Hi all, writing here to introduce myself and to test the waters for a longer post.
I am an experienced software developer by trade. I have an undergraduate degree in mathematics and a graduate degree in a field of applied moral and political philosophy. I am a Rawlsian by temperament but an Olsonian by observation of how the world seems to actually work. My knowledge of real-world AI is in the neighborhood of the layman’s. I have “Learning Tensorflow.js” on my nightstand, which I promised my spouse not to start into until after the garage has been tidied.

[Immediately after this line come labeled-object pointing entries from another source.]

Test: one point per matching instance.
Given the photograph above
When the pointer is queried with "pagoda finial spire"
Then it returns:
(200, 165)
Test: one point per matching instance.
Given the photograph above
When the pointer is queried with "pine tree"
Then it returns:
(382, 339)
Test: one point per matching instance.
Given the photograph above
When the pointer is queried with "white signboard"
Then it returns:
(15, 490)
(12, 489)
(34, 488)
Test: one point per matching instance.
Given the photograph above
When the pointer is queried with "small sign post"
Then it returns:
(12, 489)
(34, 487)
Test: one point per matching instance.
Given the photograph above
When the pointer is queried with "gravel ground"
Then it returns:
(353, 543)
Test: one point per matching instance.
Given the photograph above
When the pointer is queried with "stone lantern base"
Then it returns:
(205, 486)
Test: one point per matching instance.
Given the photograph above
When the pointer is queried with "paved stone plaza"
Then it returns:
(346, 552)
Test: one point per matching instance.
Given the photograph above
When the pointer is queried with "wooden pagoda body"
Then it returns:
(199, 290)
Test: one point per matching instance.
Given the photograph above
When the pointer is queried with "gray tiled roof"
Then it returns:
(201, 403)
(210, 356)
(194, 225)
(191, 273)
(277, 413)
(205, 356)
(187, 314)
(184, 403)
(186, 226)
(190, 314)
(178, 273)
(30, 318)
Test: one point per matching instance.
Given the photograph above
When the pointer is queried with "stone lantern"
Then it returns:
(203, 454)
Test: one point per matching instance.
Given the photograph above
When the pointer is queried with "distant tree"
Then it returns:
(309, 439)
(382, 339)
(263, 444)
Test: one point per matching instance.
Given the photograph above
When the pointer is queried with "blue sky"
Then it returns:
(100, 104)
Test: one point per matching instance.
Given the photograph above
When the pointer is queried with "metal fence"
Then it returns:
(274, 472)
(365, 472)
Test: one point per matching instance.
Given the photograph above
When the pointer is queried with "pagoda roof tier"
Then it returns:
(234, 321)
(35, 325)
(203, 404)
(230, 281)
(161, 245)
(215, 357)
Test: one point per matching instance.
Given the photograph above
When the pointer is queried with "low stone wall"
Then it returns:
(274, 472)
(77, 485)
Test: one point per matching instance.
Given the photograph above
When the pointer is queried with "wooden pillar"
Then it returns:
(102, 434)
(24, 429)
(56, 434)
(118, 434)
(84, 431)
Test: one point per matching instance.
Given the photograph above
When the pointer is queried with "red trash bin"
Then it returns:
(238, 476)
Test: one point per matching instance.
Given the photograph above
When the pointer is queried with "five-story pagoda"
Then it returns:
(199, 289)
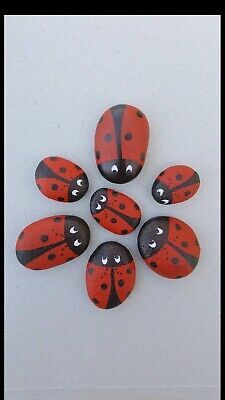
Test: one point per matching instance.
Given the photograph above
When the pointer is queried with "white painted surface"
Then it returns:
(62, 72)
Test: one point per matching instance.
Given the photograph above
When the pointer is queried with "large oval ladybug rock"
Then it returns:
(121, 142)
(115, 211)
(110, 275)
(175, 184)
(52, 241)
(61, 180)
(169, 247)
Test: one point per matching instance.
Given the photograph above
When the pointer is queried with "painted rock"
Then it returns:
(52, 241)
(121, 142)
(169, 247)
(115, 211)
(175, 184)
(61, 180)
(110, 275)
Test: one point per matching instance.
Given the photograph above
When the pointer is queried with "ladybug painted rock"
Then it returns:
(175, 184)
(52, 241)
(169, 247)
(115, 211)
(61, 180)
(110, 275)
(121, 142)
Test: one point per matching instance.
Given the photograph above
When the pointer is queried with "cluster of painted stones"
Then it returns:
(167, 245)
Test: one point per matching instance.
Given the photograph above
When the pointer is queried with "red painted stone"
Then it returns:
(169, 247)
(115, 211)
(52, 241)
(110, 275)
(61, 180)
(121, 142)
(175, 185)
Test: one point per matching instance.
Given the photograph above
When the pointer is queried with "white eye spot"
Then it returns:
(80, 182)
(72, 230)
(117, 259)
(160, 191)
(114, 168)
(77, 243)
(103, 198)
(98, 207)
(129, 168)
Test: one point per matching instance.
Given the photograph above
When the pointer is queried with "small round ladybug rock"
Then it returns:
(169, 247)
(52, 241)
(115, 211)
(121, 142)
(61, 180)
(110, 275)
(175, 184)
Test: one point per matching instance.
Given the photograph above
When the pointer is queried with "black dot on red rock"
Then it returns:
(128, 136)
(62, 169)
(139, 114)
(108, 137)
(179, 177)
(153, 264)
(44, 238)
(90, 271)
(54, 187)
(178, 227)
(57, 219)
(104, 286)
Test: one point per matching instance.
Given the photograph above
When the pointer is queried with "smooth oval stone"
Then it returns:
(175, 185)
(52, 241)
(61, 180)
(110, 275)
(121, 142)
(115, 211)
(169, 247)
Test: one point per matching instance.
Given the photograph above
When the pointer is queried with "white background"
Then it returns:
(62, 72)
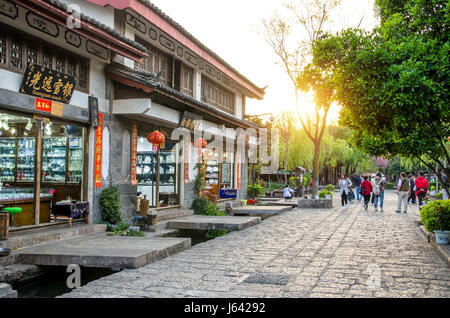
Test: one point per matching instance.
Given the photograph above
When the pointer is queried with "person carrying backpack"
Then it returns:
(378, 191)
(403, 191)
(366, 190)
(356, 179)
(345, 185)
(421, 188)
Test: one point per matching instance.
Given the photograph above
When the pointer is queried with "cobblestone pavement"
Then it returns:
(320, 253)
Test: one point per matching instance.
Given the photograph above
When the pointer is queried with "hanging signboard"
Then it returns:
(46, 83)
(93, 111)
(43, 105)
(98, 152)
(190, 121)
(133, 154)
(239, 171)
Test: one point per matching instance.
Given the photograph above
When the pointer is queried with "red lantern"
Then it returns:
(156, 138)
(200, 143)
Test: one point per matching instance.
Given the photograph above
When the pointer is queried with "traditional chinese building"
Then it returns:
(52, 85)
(79, 95)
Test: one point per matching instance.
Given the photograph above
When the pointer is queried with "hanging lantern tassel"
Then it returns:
(156, 138)
(200, 144)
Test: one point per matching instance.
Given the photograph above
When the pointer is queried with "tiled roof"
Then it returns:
(100, 25)
(151, 80)
(201, 45)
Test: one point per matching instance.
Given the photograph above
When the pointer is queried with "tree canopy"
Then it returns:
(392, 83)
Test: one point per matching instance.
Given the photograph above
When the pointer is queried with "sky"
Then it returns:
(229, 28)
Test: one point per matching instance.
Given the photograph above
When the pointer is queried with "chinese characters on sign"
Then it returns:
(190, 121)
(93, 110)
(46, 83)
(98, 153)
(43, 105)
(133, 154)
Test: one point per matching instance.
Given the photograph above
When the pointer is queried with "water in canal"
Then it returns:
(52, 281)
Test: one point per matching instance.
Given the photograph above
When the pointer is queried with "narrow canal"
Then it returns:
(52, 281)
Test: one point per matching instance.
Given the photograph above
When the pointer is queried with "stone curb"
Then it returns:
(443, 250)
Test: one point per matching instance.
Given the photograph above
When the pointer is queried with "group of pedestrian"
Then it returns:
(371, 190)
(367, 189)
(409, 189)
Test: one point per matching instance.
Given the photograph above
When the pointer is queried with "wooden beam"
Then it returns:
(37, 172)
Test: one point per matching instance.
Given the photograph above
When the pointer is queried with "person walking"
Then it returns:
(446, 184)
(287, 193)
(403, 192)
(344, 185)
(421, 188)
(356, 179)
(378, 191)
(366, 190)
(412, 197)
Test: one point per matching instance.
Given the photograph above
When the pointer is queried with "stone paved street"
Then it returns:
(322, 253)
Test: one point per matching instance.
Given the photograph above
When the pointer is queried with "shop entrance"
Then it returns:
(43, 156)
(146, 165)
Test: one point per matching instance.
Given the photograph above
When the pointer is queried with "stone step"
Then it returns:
(104, 251)
(173, 214)
(6, 291)
(201, 222)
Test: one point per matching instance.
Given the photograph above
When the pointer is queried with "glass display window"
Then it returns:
(146, 161)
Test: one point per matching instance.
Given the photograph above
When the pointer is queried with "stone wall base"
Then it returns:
(315, 204)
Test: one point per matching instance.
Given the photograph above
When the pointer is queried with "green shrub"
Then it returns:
(135, 233)
(255, 191)
(323, 194)
(111, 206)
(436, 216)
(199, 206)
(213, 210)
(216, 233)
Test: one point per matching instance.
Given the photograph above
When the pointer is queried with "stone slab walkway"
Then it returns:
(104, 251)
(201, 222)
(300, 253)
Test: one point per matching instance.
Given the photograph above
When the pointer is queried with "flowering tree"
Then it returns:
(381, 163)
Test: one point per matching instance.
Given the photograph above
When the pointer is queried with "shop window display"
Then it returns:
(146, 172)
(62, 156)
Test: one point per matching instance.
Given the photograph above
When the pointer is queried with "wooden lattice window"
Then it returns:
(3, 44)
(47, 57)
(32, 49)
(157, 61)
(60, 63)
(215, 95)
(18, 49)
(187, 80)
(83, 70)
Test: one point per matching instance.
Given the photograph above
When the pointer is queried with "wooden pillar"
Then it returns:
(37, 171)
(157, 177)
(85, 175)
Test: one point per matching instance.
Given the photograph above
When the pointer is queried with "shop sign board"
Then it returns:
(93, 111)
(46, 83)
(190, 121)
(133, 153)
(57, 109)
(238, 171)
(98, 153)
(43, 105)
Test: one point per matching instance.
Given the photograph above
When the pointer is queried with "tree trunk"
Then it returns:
(316, 167)
(285, 162)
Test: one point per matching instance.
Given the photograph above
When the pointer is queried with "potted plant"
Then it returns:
(432, 190)
(436, 218)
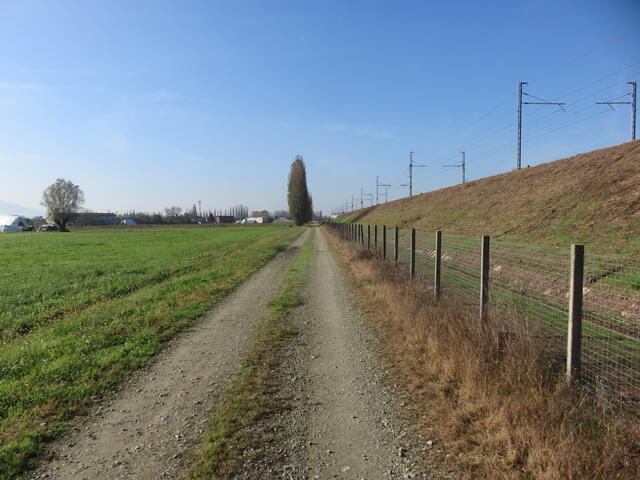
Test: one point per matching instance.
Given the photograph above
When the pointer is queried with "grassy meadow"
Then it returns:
(80, 311)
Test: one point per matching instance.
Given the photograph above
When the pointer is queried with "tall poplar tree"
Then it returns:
(300, 205)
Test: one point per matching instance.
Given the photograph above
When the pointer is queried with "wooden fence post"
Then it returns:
(395, 244)
(484, 278)
(574, 333)
(438, 265)
(384, 242)
(412, 263)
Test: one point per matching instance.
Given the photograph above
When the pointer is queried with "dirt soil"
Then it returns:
(341, 416)
(143, 430)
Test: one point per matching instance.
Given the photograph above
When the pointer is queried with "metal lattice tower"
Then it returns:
(378, 185)
(520, 104)
(631, 102)
(411, 167)
(461, 166)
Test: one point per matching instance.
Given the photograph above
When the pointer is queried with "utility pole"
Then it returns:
(378, 184)
(632, 102)
(411, 167)
(520, 103)
(461, 166)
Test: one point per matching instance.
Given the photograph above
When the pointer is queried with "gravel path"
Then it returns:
(339, 417)
(142, 431)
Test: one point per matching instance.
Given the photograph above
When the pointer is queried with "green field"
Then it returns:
(80, 311)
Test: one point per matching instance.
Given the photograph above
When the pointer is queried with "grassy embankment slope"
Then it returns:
(80, 311)
(591, 198)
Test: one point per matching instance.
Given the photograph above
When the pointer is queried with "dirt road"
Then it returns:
(340, 418)
(143, 431)
(339, 415)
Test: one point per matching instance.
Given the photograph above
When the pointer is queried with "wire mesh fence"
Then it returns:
(531, 285)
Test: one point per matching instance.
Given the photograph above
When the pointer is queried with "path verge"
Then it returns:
(143, 430)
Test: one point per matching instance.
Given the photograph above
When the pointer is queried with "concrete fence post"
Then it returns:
(412, 264)
(484, 278)
(574, 333)
(438, 265)
(384, 242)
(395, 244)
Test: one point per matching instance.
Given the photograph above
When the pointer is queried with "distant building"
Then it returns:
(13, 223)
(93, 218)
(260, 219)
(225, 219)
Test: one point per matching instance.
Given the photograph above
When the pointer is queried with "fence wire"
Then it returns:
(531, 283)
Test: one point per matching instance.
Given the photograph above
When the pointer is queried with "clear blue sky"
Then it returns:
(148, 104)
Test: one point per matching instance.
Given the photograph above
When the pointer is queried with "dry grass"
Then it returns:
(491, 393)
(591, 198)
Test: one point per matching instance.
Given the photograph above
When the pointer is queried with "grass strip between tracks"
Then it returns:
(223, 448)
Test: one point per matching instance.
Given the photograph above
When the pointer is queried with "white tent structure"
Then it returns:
(12, 223)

Now for what brings me here: I have a strong suspicion that the AI Risk community is under-reporting the highly asymmetric risks from AI in favor of symmetric ones. Not to deny that a misaligned AI that kills everyone is a scary problem that people should be worrying about. But it seems to me that the distribution of the “reward” in the risk-reward trade-off that gives rise to the misalignment problem in the first place needs more elucidation. If, for most people, the difference between AI developers “getting it right” and “getting it wrong” is being killed at the prompting of people instead of the self-direction of AI, the likelihood of the latter vs. the former is rather academic, is it not?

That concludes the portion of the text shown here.